Eigentlich ist es nach der langen Ära Merkel Zeit für einen politischen Wechsel und im Frühjahr konnte man, nach der erstmaligen Nominierung einer Grünen Kanzlerkandidatin, tatsächlich diesen Eindruck gewinnen. Die Grünen lagen in Umfragen sogar kurzzeitig vor der CDU und deutlich vor der im langen Formtief schwachen SPD. Doch der Machtwechsel, der in Münster bei der Kommunalwahl noch stattfand und die neue Politik, die hier inhaltlich zumindest in Ansätzen erkennbar ist, scheint in Berlin im Hinblick auf die Bundestagswahl zunehmend weniger realistisch.

Wie ein Eisberg in der Sonne, schmolzen die hohen Umfrage Werte der Grünen Woche für Woche zusammen. Verstärkt durch die gravierenden Fehler von Kanzlerkandidatin Baerbock, die jetzt schon überfordert wirkt, und mit einer Partei, die schlecht vorbereitet auf die Herausforderungen dieser Kandidatur erscheint, entschwindet der Machtwechsel zunehmend. Umso mehr, da der schwach gestartete und mit der CSU und ihrem Parteichef Söder zunächst im heftigen Machtkampf zerstrittene CDU-Chef Laschet, Woche um Woche zulegen konnte.

Sogar der profillose SPD-Spitzenkandidat Scholz gewann zuletzt mehr Zuspruch und liegt aktuell vor Baerbock. So gleicht der bisher kaum vorhandene Wahlkampf schon jetzt einer Achterbahnfahrt. Die Grünen mit zwischenzeitlich fast 30 Prozent Umfragewerten liegen aktuell bei um oder unter 20 Prozent. Die CDU hingegen erreicht mittlerweile die Grünen Spitzenwerte und die SPD holt immerhin leicht auf.

Klimawahlkampf oder Tiefschlaf

Wird sich dieser Trend wieder ändern? Was passiert in dem in Corona Zeiten ohnehin schwierigen und dümpelnden Wahlkampf jetzt und was ist eigentlich in Münster los? Wird es nun ein Wahlkampf in Katastrophen-Zeiten, in dem das Klima-Thema den Grünen in die Karten spielt? Denn die Regenkatastrophe mit bedauerlich vielen Opfern und so noch nicht erlebter zerstörerischer Kraft, beeinflusst schon jetzt das Geschehen.

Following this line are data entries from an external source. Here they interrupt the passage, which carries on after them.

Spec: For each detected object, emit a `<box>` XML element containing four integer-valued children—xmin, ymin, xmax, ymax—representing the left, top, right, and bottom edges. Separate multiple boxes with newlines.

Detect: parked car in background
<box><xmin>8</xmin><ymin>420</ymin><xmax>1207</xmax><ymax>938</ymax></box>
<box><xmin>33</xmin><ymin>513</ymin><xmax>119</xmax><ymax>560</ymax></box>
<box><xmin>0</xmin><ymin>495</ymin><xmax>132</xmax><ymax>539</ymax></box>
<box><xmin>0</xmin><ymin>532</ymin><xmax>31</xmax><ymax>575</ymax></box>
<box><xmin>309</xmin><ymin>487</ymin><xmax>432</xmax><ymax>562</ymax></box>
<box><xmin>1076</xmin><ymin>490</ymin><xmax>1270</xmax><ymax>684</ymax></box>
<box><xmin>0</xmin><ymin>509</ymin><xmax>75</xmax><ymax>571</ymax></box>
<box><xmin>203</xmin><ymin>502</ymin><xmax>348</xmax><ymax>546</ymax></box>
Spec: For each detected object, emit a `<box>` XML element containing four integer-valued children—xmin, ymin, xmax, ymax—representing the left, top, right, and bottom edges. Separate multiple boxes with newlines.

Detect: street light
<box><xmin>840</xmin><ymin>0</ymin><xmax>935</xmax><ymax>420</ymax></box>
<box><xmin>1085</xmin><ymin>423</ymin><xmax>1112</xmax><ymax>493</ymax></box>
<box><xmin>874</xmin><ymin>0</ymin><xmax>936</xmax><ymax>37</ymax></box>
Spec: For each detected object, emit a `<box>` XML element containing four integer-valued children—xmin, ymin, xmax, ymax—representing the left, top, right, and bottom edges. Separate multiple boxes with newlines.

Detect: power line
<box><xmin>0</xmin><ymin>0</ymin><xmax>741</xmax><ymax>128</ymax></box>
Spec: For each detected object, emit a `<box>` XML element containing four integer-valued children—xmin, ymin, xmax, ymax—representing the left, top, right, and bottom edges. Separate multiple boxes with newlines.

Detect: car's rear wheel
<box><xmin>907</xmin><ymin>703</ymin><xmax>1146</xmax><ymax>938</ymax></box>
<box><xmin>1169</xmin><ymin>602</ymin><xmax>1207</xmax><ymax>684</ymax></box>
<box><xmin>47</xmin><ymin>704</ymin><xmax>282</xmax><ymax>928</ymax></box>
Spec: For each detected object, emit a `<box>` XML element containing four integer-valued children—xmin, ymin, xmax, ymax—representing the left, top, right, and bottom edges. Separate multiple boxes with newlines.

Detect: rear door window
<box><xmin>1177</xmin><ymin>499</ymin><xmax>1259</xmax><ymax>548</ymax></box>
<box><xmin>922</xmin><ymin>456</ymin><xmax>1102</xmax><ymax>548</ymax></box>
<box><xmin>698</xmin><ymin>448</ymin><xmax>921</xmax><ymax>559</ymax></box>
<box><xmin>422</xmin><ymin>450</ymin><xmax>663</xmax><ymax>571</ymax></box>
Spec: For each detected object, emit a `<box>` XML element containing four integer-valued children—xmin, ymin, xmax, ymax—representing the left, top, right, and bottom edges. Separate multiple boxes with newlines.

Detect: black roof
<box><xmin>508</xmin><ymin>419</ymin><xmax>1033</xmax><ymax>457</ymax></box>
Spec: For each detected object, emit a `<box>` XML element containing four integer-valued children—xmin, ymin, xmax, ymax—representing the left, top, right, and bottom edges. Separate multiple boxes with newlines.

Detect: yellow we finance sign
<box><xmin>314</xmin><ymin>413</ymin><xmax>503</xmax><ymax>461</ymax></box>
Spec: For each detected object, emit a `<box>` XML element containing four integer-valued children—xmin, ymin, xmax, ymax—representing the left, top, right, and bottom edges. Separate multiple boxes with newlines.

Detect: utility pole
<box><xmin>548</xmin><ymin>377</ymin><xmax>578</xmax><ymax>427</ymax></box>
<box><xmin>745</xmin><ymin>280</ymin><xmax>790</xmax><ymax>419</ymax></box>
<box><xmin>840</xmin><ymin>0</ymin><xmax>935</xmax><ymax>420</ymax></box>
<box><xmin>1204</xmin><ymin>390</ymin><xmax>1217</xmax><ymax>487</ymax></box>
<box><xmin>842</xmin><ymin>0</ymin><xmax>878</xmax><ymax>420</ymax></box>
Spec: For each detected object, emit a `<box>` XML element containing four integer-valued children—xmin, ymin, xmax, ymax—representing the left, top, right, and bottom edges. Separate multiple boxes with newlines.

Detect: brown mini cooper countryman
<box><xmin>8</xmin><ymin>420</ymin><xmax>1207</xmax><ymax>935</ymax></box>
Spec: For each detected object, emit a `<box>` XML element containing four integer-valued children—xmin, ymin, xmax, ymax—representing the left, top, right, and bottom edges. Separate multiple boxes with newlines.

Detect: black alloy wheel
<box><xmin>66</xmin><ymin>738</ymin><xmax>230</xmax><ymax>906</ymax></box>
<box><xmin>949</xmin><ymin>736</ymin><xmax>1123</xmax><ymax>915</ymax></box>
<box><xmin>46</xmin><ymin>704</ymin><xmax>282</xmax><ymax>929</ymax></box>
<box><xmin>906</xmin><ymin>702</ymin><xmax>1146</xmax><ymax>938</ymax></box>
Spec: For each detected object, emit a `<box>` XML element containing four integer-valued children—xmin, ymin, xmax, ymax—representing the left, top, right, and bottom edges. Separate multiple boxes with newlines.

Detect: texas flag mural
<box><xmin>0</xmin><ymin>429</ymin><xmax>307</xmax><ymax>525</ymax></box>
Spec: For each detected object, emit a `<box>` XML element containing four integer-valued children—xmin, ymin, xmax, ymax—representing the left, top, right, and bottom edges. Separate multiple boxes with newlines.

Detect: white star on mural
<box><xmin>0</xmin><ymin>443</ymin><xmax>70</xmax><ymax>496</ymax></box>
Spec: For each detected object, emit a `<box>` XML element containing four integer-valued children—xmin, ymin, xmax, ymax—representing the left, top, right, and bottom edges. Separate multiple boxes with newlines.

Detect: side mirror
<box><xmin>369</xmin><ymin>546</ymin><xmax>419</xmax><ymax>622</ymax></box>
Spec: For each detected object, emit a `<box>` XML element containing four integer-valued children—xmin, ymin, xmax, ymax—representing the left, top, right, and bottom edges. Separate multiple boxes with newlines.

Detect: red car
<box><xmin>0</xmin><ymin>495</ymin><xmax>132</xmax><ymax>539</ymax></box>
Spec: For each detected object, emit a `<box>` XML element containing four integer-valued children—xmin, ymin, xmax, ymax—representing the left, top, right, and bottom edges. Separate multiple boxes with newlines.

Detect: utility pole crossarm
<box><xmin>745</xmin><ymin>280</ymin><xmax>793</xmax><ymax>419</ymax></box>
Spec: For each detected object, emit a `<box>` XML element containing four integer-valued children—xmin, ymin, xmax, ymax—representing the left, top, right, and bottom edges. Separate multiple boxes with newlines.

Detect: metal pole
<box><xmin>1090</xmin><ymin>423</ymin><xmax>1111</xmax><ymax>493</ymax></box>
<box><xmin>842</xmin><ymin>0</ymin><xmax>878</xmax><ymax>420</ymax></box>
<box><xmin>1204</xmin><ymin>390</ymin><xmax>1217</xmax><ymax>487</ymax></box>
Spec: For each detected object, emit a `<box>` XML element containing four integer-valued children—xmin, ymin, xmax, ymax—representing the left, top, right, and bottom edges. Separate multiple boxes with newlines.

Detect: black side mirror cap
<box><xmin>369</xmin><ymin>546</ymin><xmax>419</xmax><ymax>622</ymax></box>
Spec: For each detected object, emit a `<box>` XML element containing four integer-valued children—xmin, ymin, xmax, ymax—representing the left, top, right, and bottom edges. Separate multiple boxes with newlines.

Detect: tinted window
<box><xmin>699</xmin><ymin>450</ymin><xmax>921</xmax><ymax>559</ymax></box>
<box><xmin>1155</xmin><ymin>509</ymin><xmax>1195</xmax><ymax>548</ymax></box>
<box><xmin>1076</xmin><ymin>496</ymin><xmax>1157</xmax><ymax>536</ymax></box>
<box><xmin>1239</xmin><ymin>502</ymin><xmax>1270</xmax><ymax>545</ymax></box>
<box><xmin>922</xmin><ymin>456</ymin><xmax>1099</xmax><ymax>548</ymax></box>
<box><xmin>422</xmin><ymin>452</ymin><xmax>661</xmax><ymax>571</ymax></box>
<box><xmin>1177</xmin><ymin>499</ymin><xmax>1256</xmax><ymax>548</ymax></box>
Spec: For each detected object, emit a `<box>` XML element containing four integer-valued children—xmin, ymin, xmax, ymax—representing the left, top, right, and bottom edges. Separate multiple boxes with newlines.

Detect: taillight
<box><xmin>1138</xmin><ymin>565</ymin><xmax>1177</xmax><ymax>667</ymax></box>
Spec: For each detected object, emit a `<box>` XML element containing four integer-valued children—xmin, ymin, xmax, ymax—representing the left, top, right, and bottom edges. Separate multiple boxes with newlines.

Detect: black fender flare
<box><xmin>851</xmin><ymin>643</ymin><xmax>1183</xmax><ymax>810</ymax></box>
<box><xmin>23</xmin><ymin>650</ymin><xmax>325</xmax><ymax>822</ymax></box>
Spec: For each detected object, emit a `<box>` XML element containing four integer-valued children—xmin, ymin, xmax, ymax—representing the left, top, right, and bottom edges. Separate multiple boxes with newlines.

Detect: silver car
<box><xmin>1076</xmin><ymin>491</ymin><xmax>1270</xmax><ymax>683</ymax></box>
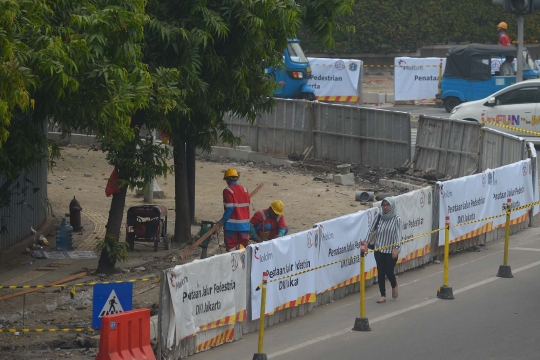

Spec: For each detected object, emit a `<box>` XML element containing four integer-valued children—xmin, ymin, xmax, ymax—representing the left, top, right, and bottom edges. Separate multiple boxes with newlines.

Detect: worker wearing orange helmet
<box><xmin>497</xmin><ymin>21</ymin><xmax>511</xmax><ymax>46</ymax></box>
<box><xmin>218</xmin><ymin>168</ymin><xmax>250</xmax><ymax>251</ymax></box>
<box><xmin>249</xmin><ymin>200</ymin><xmax>289</xmax><ymax>242</ymax></box>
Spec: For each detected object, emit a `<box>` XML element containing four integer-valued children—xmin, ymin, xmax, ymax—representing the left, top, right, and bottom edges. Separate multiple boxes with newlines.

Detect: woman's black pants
<box><xmin>375</xmin><ymin>251</ymin><xmax>397</xmax><ymax>296</ymax></box>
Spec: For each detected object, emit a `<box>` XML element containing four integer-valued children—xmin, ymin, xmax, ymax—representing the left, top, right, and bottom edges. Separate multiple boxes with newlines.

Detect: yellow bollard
<box><xmin>497</xmin><ymin>199</ymin><xmax>514</xmax><ymax>278</ymax></box>
<box><xmin>437</xmin><ymin>216</ymin><xmax>454</xmax><ymax>300</ymax></box>
<box><xmin>253</xmin><ymin>271</ymin><xmax>268</xmax><ymax>360</ymax></box>
<box><xmin>352</xmin><ymin>241</ymin><xmax>371</xmax><ymax>331</ymax></box>
<box><xmin>435</xmin><ymin>59</ymin><xmax>443</xmax><ymax>108</ymax></box>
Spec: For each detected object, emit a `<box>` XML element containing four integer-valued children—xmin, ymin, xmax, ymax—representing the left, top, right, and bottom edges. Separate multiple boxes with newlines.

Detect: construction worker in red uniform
<box><xmin>249</xmin><ymin>200</ymin><xmax>289</xmax><ymax>242</ymax></box>
<box><xmin>217</xmin><ymin>168</ymin><xmax>250</xmax><ymax>251</ymax></box>
<box><xmin>497</xmin><ymin>21</ymin><xmax>511</xmax><ymax>46</ymax></box>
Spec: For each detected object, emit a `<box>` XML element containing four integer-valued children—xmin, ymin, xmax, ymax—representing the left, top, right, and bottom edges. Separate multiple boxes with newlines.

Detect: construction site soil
<box><xmin>0</xmin><ymin>74</ymin><xmax>412</xmax><ymax>360</ymax></box>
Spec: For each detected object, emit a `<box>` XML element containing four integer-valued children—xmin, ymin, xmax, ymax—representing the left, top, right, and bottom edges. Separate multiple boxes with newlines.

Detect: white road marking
<box><xmin>510</xmin><ymin>248</ymin><xmax>540</xmax><ymax>251</ymax></box>
<box><xmin>267</xmin><ymin>261</ymin><xmax>540</xmax><ymax>358</ymax></box>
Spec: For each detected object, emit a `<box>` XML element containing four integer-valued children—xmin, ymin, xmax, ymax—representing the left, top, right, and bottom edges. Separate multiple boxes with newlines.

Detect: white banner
<box><xmin>167</xmin><ymin>249</ymin><xmax>247</xmax><ymax>347</ymax></box>
<box><xmin>394</xmin><ymin>57</ymin><xmax>446</xmax><ymax>101</ymax></box>
<box><xmin>308</xmin><ymin>58</ymin><xmax>364</xmax><ymax>102</ymax></box>
<box><xmin>394</xmin><ymin>187</ymin><xmax>433</xmax><ymax>264</ymax></box>
<box><xmin>439</xmin><ymin>159</ymin><xmax>534</xmax><ymax>245</ymax></box>
<box><xmin>315</xmin><ymin>209</ymin><xmax>378</xmax><ymax>294</ymax></box>
<box><xmin>250</xmin><ymin>228</ymin><xmax>318</xmax><ymax>320</ymax></box>
<box><xmin>529</xmin><ymin>143</ymin><xmax>540</xmax><ymax>216</ymax></box>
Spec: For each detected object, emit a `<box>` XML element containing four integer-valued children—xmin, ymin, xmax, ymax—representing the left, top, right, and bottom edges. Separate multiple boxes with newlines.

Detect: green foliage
<box><xmin>107</xmin><ymin>131</ymin><xmax>172</xmax><ymax>189</ymax></box>
<box><xmin>299</xmin><ymin>0</ymin><xmax>540</xmax><ymax>53</ymax></box>
<box><xmin>96</xmin><ymin>234</ymin><xmax>129</xmax><ymax>264</ymax></box>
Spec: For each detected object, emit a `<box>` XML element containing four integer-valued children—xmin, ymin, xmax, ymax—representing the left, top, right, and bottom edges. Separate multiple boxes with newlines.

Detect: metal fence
<box><xmin>412</xmin><ymin>115</ymin><xmax>527</xmax><ymax>178</ymax></box>
<box><xmin>0</xmin><ymin>164</ymin><xmax>49</xmax><ymax>250</ymax></box>
<box><xmin>221</xmin><ymin>99</ymin><xmax>411</xmax><ymax>168</ymax></box>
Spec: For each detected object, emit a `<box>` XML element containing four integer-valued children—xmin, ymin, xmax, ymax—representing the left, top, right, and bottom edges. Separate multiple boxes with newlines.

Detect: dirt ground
<box><xmin>0</xmin><ymin>72</ymin><xmax>400</xmax><ymax>359</ymax></box>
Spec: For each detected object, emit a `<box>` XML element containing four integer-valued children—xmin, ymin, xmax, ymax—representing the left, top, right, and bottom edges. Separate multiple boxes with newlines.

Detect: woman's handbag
<box><xmin>368</xmin><ymin>215</ymin><xmax>381</xmax><ymax>250</ymax></box>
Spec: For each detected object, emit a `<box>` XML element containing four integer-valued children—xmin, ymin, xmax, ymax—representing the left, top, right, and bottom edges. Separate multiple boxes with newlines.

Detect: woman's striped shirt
<box><xmin>373</xmin><ymin>215</ymin><xmax>402</xmax><ymax>253</ymax></box>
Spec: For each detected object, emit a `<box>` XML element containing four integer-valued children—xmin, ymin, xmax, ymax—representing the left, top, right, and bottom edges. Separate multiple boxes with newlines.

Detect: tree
<box><xmin>145</xmin><ymin>0</ymin><xmax>353</xmax><ymax>246</ymax></box>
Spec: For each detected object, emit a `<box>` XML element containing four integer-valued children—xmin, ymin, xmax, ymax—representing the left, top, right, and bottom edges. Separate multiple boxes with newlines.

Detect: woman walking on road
<box><xmin>375</xmin><ymin>197</ymin><xmax>402</xmax><ymax>304</ymax></box>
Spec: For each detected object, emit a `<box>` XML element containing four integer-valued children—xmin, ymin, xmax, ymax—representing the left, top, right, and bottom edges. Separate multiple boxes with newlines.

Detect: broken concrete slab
<box><xmin>334</xmin><ymin>173</ymin><xmax>354</xmax><ymax>186</ymax></box>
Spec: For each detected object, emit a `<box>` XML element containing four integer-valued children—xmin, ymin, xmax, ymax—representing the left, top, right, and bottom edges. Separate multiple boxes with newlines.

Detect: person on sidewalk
<box><xmin>249</xmin><ymin>200</ymin><xmax>289</xmax><ymax>242</ymax></box>
<box><xmin>497</xmin><ymin>21</ymin><xmax>511</xmax><ymax>46</ymax></box>
<box><xmin>217</xmin><ymin>168</ymin><xmax>251</xmax><ymax>251</ymax></box>
<box><xmin>370</xmin><ymin>197</ymin><xmax>402</xmax><ymax>304</ymax></box>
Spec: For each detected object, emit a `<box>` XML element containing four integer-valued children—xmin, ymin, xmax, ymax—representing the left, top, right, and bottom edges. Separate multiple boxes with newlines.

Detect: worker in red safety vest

In Münster hat man eher den Eindruck von politischem Tiefschlaf und ansonsten Partystimmung, vor allem bei den Student*innen nach überwunden geglaubten Corona Zeiten. Nach teilweise heftigen Auseinandersetzungen vor allem bei CDU und Grünen zur Nominierung ihrer Direktkandidatit*innen, die wohl das Münstersche Bundestagsmandat unter sich ausmachen werden, ist nun sommerliche Ruhe eingekehrt. Da kann selbst Umweltministerin Schulze, als einer der bundesweit prominentesten Kandidat*innen, bei weiterhin schwacher SPD, kaum eine Chance eingeräumt werden.

Ob die Grünen zur Gewinnung des Direktmandats mit ihrer Kandidatin jedoch gut beraten sind, sei angesichts großer Zustimmung der Partei vor allem durch junge Leute der Fridays-for-Future Generation, mal dahingestellt. Denn am Ende ihrer Karriere ist es für die ziemlich blasse Klein-Schmeink nach gescheiterten Landtags- und Oberbürgermeister Kandidatur, in der sie sich sogar der schwachen SPD geschlagen geben musste, und Bundestagsmandat nur über die Parteiliste, die letzte Chance auf das Direktmandat.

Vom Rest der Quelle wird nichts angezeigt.